Le Passager nous dresse le portrait d’un enfant passionné, prêt à tout pour atteindre son but. Kiarostami parvient à saisir parfaitement la fougue et les paradoxes du monde de l’enfance, et à le représenter avec beaucoup de justesse, à travers ses envies, ses espoirs et ses rêves. Le match de football auquel rêve d'assister notre jeune héros n’est en réalité qu’un prétexte, le film n’étant en aucun cas réservé aux adeptes du ballon rond. L’important ici n’est pas ce qui nous attend au bout de la route, mais le chemin pour y parvenir.

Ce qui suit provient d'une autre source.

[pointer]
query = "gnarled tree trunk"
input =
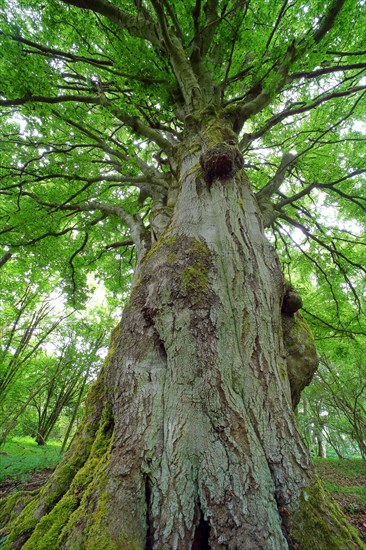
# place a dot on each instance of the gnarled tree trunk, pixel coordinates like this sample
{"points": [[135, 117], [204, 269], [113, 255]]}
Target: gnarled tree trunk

Le réalisateur a également à cœur, au travers de ses films, d’illustrer un pan de la société iranienne ainsi que la complexité des rapports sociaux et familiaux. Dans chacune de ses relations, Gassem est confronté à des violences physiques et psychologiques. C’est pour cette raison qu’il affectionne la rue, lieu de découvertes et de liberté, où les règles des adultes sont absentes. Peu intéressé par l’école et encore moins par ses devoirs, Gassem ne montre aucune considération pour les règles qui lui sont imposées et les transgresse sans états d’âme. Mais bien que ses actes soient répréhensibles et présentés comme tels, le spectateur se prend d’affection pour lui et devient rapidement son complice. Le Passager est un film qui tente avant tout d’appréhender l’universalité de l’enfance, son opposition au monde et aux règles des adultes qui semblent parfois injustes car incomprises. Dans une certaine mesure, le film pose également la question de l’accomplissement du rêve chez l’adulte. Sommes-nous moins passionnés en grandissant, ou sommes-nous juste brimés par les conventions sociales ? C’est une des interrogations qui rendent aussi passionnants les films traitant de l’enfance pour toutes les générations.
La mise en scène très classique laisse au spectateur le temps de l’observation, et le choix du noir et blanc confère au film un réalisme poétique qui nous emporte dans un autre temps. Le passager est un film d'une très grande justesse et plein de charme, pour toute la famille.